That brings the total number of people subject to EU sanctions to 119.

Overall, Brussels has been more reluctant than Washington to sanction Russia because of its broad economic ties. Moscow is an important gas supplier for many EU nations and it is the bloc’s third-largest trading partner overall. The EU’s sanctions, however, have more impact than those imposed by the U.S. since the EU is by far Russia’s largest trading partner.

Matteo Napolitano, a director in Fitch Ratings’ sovereign division, warned that the sanctions and the risk of further measures could see international banks further reduce their exposure to Russia, sparking renewed capital flight, slamming investment and depleting Moscow’s foreign exchange reserves.

“The sanctions are really having a meaningful impact,” he said at a conference in London.

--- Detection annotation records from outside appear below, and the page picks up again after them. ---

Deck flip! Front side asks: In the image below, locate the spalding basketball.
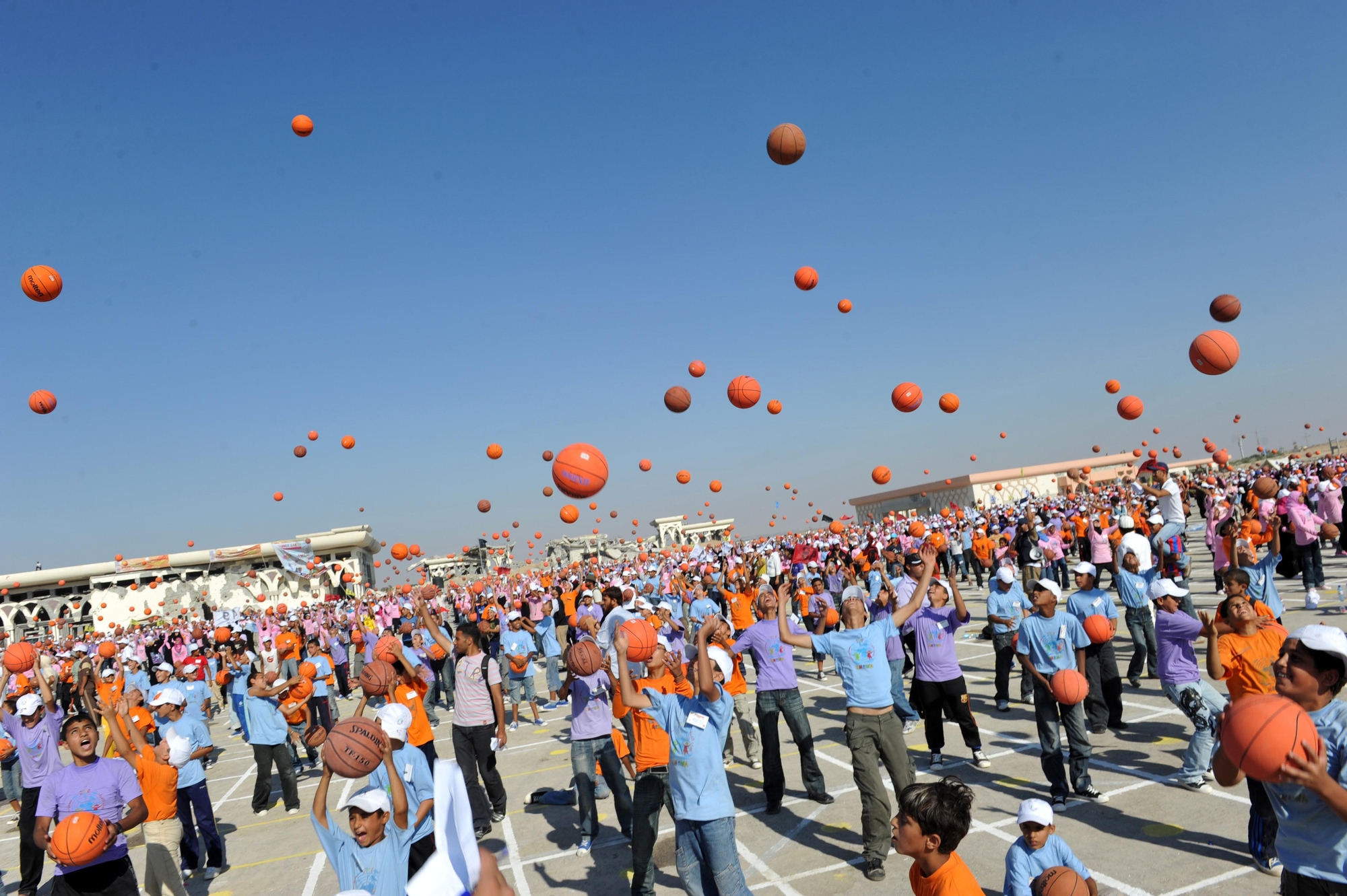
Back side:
[19,265,65,302]
[622,619,656,663]
[50,813,108,865]
[889,382,921,415]
[664,386,692,415]
[1220,694,1323,780]
[1207,295,1243,323]
[766,124,804,166]
[566,637,603,678]
[4,640,38,673]
[1083,613,1113,644]
[1188,330,1239,377]
[323,716,388,778]
[552,442,607,497]
[360,659,397,697]
[1118,396,1146,420]
[1049,668,1090,706]
[726,376,762,409]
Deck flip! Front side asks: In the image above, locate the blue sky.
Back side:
[0,3,1347,570]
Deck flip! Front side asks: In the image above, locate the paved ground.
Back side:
[0,532,1347,896]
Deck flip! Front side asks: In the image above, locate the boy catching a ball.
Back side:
[1001,799,1099,896]
[313,737,415,896]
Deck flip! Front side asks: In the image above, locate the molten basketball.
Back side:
[1118,396,1146,420]
[1220,694,1323,780]
[19,265,65,302]
[28,389,57,415]
[360,659,397,697]
[323,716,387,778]
[50,813,108,865]
[566,637,603,678]
[726,377,762,409]
[1207,295,1243,323]
[1188,330,1239,377]
[664,386,692,415]
[766,124,804,166]
[622,619,655,663]
[1049,668,1090,706]
[552,442,607,497]
[4,640,38,673]
[1083,613,1113,644]
[889,382,921,415]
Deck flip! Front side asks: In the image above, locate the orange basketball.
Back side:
[726,376,762,409]
[622,619,655,663]
[1220,694,1323,780]
[28,389,57,415]
[664,386,692,415]
[4,640,38,673]
[889,382,921,415]
[1049,668,1090,706]
[1118,396,1146,420]
[19,265,65,302]
[552,442,607,497]
[1188,330,1239,377]
[1083,613,1113,644]
[360,659,397,697]
[566,639,603,678]
[323,716,387,778]
[1207,294,1243,323]
[50,813,108,865]
[766,124,804,166]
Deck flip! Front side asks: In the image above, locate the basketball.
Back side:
[566,640,603,678]
[1083,613,1113,644]
[50,813,108,865]
[889,382,921,415]
[552,442,607,497]
[1188,330,1239,377]
[726,377,762,409]
[19,265,65,302]
[323,716,388,778]
[28,389,57,415]
[360,659,397,697]
[4,640,38,673]
[1220,694,1323,780]
[1207,295,1243,323]
[1118,396,1146,420]
[622,619,655,663]
[1029,865,1090,896]
[664,386,692,415]
[1048,668,1090,706]
[766,124,804,166]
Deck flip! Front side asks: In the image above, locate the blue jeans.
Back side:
[889,656,920,721]
[675,815,749,896]
[1161,679,1226,784]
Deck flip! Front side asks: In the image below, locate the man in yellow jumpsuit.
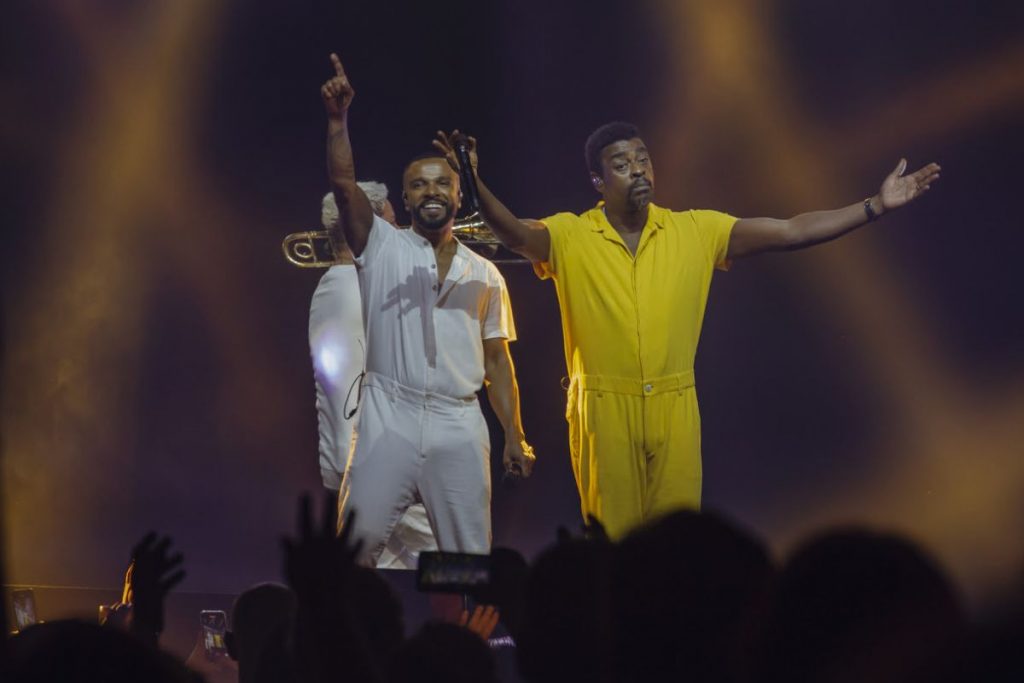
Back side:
[434,123,939,538]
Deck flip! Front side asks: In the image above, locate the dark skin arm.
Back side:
[728,159,940,258]
[483,339,537,477]
[433,130,551,262]
[321,52,374,256]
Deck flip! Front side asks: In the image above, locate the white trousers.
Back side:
[309,265,437,569]
[339,373,490,565]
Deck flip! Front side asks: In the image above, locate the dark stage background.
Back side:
[0,0,1024,605]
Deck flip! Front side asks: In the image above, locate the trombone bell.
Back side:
[281,230,341,268]
[281,213,516,268]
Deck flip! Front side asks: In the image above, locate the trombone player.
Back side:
[321,54,535,564]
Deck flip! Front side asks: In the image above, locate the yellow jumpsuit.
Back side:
[535,204,736,538]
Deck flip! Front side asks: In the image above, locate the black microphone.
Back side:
[452,133,480,213]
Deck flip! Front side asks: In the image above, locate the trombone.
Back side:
[281,213,528,268]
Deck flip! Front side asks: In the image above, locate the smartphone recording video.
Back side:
[199,609,227,659]
[416,551,490,595]
[10,588,39,631]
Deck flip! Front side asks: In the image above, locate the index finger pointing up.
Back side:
[331,52,345,76]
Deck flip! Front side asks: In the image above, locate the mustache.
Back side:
[416,197,452,209]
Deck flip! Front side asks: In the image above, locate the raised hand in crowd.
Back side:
[128,531,185,647]
[284,496,383,681]
[459,605,501,640]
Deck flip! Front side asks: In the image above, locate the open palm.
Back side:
[879,159,941,210]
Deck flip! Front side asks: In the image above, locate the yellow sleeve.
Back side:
[534,212,580,280]
[691,209,736,270]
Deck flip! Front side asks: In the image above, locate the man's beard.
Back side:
[629,182,654,211]
[416,202,455,231]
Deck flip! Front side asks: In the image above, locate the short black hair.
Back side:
[583,121,640,175]
[401,151,447,178]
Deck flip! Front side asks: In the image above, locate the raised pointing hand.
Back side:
[321,52,355,116]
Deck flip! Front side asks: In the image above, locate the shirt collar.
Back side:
[587,200,665,233]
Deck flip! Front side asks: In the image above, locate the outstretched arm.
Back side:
[321,52,374,256]
[728,159,940,258]
[483,337,537,477]
[434,130,551,262]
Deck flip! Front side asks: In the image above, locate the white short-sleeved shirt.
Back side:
[355,216,515,398]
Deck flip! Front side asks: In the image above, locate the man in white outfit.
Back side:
[309,181,437,569]
[321,54,534,564]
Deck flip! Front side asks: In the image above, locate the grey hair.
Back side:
[321,180,387,230]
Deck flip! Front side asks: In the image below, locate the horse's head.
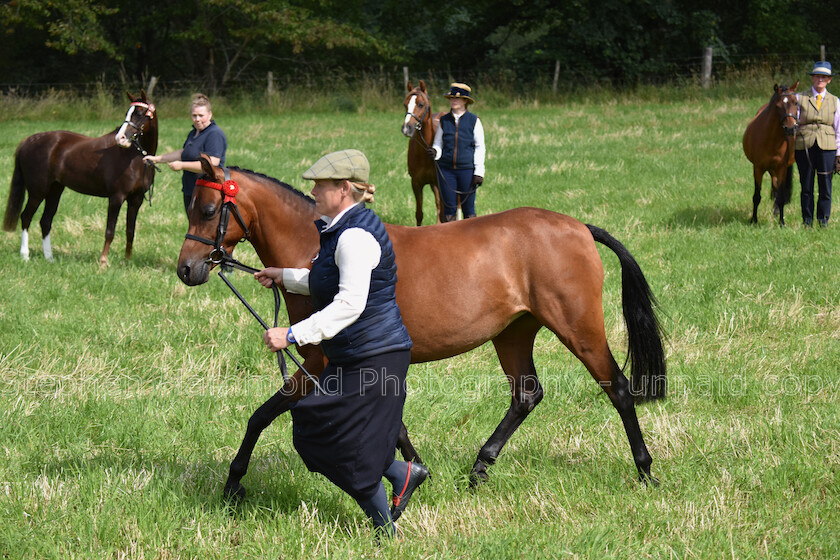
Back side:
[178,159,252,286]
[114,91,157,155]
[773,80,799,136]
[402,80,432,138]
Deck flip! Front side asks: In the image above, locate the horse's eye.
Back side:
[201,204,216,220]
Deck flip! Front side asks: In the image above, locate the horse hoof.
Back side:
[470,470,490,490]
[639,473,659,488]
[224,481,245,504]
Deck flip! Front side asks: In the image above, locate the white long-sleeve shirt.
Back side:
[432,113,487,177]
[283,204,382,344]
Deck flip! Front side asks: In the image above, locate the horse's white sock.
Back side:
[43,234,55,262]
[20,230,29,261]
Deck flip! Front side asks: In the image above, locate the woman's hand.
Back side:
[263,327,289,352]
[254,266,283,288]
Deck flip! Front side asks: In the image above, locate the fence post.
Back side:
[703,47,712,89]
[146,76,157,97]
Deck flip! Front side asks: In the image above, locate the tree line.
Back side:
[0,0,840,92]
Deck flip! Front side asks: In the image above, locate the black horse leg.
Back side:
[125,192,143,259]
[99,197,124,265]
[397,423,423,463]
[224,389,295,500]
[470,322,543,487]
[604,364,659,486]
[776,165,793,227]
[40,185,64,261]
[750,169,764,224]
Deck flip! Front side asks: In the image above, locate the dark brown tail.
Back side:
[586,224,667,401]
[3,152,26,231]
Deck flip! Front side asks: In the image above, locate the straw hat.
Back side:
[443,82,475,105]
[811,60,832,76]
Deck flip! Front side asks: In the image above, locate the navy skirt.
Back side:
[291,350,411,500]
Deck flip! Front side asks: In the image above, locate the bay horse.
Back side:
[402,80,444,226]
[177,157,666,499]
[3,91,158,265]
[743,80,799,226]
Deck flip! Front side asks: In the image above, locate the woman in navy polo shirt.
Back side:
[143,93,227,213]
[428,82,485,222]
[254,150,429,536]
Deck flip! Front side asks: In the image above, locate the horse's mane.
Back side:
[229,167,315,204]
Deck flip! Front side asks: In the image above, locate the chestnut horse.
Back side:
[402,80,444,226]
[3,91,158,265]
[177,158,666,498]
[744,80,799,226]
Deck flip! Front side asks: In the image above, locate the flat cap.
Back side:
[303,150,370,183]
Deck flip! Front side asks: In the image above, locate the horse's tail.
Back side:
[586,224,667,401]
[3,151,26,231]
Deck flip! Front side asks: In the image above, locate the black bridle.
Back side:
[185,167,324,393]
[123,101,160,206]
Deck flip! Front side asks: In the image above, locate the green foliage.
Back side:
[0,0,840,94]
[0,81,840,559]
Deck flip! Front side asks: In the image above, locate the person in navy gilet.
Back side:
[143,93,227,214]
[254,150,429,536]
[428,82,485,222]
[795,60,840,227]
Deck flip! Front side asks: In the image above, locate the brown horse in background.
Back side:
[177,158,666,498]
[3,91,158,265]
[744,80,799,226]
[402,80,444,226]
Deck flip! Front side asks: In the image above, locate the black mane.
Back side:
[229,167,315,204]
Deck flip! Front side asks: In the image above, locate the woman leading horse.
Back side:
[177,159,666,516]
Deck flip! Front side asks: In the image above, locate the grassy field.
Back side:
[0,82,840,559]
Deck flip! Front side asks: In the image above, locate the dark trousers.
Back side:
[796,144,837,225]
[438,167,475,218]
[181,191,192,216]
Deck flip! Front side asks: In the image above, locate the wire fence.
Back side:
[0,53,818,101]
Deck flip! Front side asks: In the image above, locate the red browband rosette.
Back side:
[132,101,155,117]
[195,179,239,204]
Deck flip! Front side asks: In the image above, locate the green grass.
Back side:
[0,83,840,559]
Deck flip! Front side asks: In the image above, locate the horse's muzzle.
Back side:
[178,258,210,286]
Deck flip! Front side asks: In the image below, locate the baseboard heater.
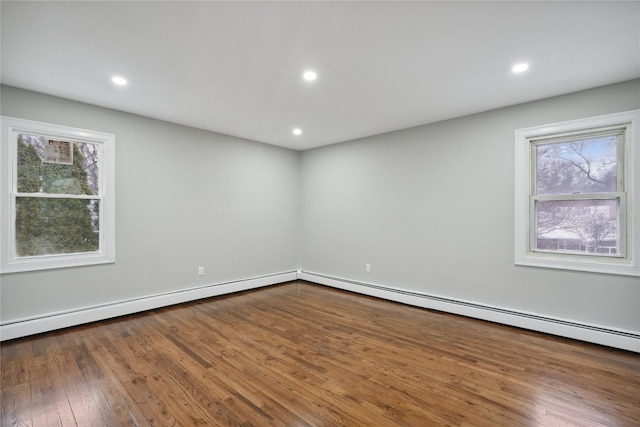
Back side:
[0,270,297,341]
[298,270,640,353]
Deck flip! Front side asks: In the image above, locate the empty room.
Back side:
[0,0,640,427]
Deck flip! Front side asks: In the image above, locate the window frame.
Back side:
[0,116,116,274]
[514,110,640,276]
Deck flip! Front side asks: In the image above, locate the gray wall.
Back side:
[0,80,640,331]
[0,87,299,322]
[300,80,640,331]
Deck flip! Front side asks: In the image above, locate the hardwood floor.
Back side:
[1,282,640,427]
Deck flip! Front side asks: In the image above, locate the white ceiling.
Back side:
[0,1,640,150]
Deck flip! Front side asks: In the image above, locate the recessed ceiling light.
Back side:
[302,70,318,82]
[511,62,529,73]
[111,76,127,86]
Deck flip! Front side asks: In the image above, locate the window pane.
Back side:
[16,197,100,257]
[536,135,618,194]
[535,199,620,255]
[17,134,100,195]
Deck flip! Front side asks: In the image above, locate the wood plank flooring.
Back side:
[1,282,640,427]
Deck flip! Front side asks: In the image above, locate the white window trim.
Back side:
[0,117,116,274]
[514,110,640,276]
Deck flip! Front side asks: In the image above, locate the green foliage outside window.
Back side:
[15,135,100,257]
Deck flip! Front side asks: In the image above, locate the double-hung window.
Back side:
[515,111,640,276]
[0,117,115,273]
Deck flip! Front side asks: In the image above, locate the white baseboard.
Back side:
[297,270,640,353]
[0,271,297,341]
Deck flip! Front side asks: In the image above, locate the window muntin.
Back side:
[530,132,626,257]
[514,110,640,276]
[0,117,115,273]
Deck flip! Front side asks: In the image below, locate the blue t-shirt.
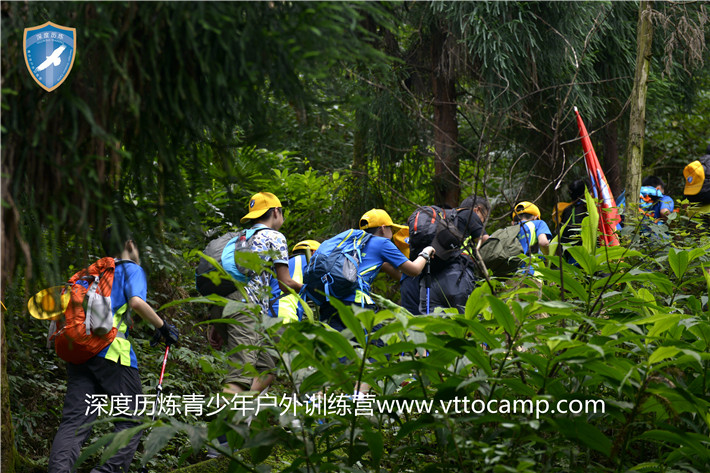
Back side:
[518,220,552,274]
[518,219,552,253]
[96,260,148,369]
[343,235,409,302]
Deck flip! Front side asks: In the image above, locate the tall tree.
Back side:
[626,0,653,210]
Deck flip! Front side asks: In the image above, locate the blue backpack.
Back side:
[639,186,663,212]
[302,230,372,305]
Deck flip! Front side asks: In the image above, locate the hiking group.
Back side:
[40,147,710,473]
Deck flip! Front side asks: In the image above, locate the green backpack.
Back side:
[479,222,537,277]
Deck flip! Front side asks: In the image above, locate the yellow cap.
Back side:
[513,202,540,218]
[360,209,408,233]
[239,192,281,223]
[683,161,710,195]
[291,240,320,252]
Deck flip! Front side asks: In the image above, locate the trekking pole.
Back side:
[424,261,431,315]
[141,344,170,473]
[424,260,431,356]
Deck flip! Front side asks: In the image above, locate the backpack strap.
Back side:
[521,220,537,255]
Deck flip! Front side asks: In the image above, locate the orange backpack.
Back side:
[50,257,123,364]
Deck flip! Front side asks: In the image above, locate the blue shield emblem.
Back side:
[22,21,76,92]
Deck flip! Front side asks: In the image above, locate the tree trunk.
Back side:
[603,119,624,199]
[431,25,460,207]
[626,0,653,212]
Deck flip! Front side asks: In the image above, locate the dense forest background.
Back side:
[1,1,710,471]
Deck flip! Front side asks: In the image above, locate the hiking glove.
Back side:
[150,321,180,347]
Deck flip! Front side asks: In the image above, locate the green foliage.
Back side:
[69,211,710,472]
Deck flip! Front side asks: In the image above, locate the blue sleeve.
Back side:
[123,263,148,302]
[533,220,552,239]
[659,195,675,212]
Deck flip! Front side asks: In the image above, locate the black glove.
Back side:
[150,321,180,347]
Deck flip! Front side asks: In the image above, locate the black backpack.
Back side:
[407,205,483,272]
[407,205,465,269]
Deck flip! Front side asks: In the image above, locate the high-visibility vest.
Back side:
[274,255,307,323]
[104,302,131,366]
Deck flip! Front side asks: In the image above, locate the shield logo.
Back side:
[22,21,76,92]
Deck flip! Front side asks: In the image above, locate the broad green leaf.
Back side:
[486,296,515,335]
[582,189,599,255]
[464,284,491,319]
[553,417,612,457]
[648,347,680,364]
[567,245,597,275]
[668,248,690,279]
[362,429,385,464]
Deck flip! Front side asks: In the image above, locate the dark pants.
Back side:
[419,257,476,314]
[49,356,143,473]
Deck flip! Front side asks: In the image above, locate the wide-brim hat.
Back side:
[359,209,409,233]
[239,192,281,223]
[683,161,707,195]
[291,240,320,252]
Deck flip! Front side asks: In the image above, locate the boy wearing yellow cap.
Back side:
[221,192,301,393]
[269,240,320,323]
[320,209,434,330]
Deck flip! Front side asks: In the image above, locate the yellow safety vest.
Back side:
[104,302,131,366]
[276,255,305,323]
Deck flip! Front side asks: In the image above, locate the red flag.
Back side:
[574,107,621,246]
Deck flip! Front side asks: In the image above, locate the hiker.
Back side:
[320,209,434,331]
[639,176,674,221]
[683,145,710,211]
[269,240,320,323]
[513,202,552,274]
[419,195,491,314]
[49,228,179,473]
[212,192,302,394]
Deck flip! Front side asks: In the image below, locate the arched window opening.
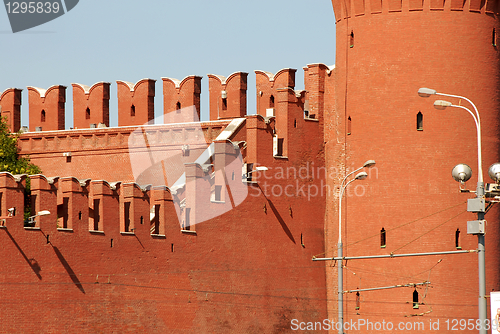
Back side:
[417,111,424,131]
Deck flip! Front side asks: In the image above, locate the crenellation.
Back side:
[162,75,202,124]
[332,0,500,22]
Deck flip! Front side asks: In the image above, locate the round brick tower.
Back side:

In retaliation for earlier sanctions, Moscow banned food imports from the West, closing a market worth 10 billion euros ($13 billion) a year for European producers.

Russia has also issued a veiled threat that it could ban Western airlines from using Russian airspace — a move that would lead to higher fuel costs and delays for flights to Asia by European airlines.

In Ukraine’s capital of Kiev on Thursday, people held posters and laid flowers to commemorate terror victims killed in the Sept. 11 attacks in the United States and in the July 17 downing of Malaysia Airlines Flight 17 over eastern Ukraine this year.

Ukraine has accused the separatists of shooting down Flight 17.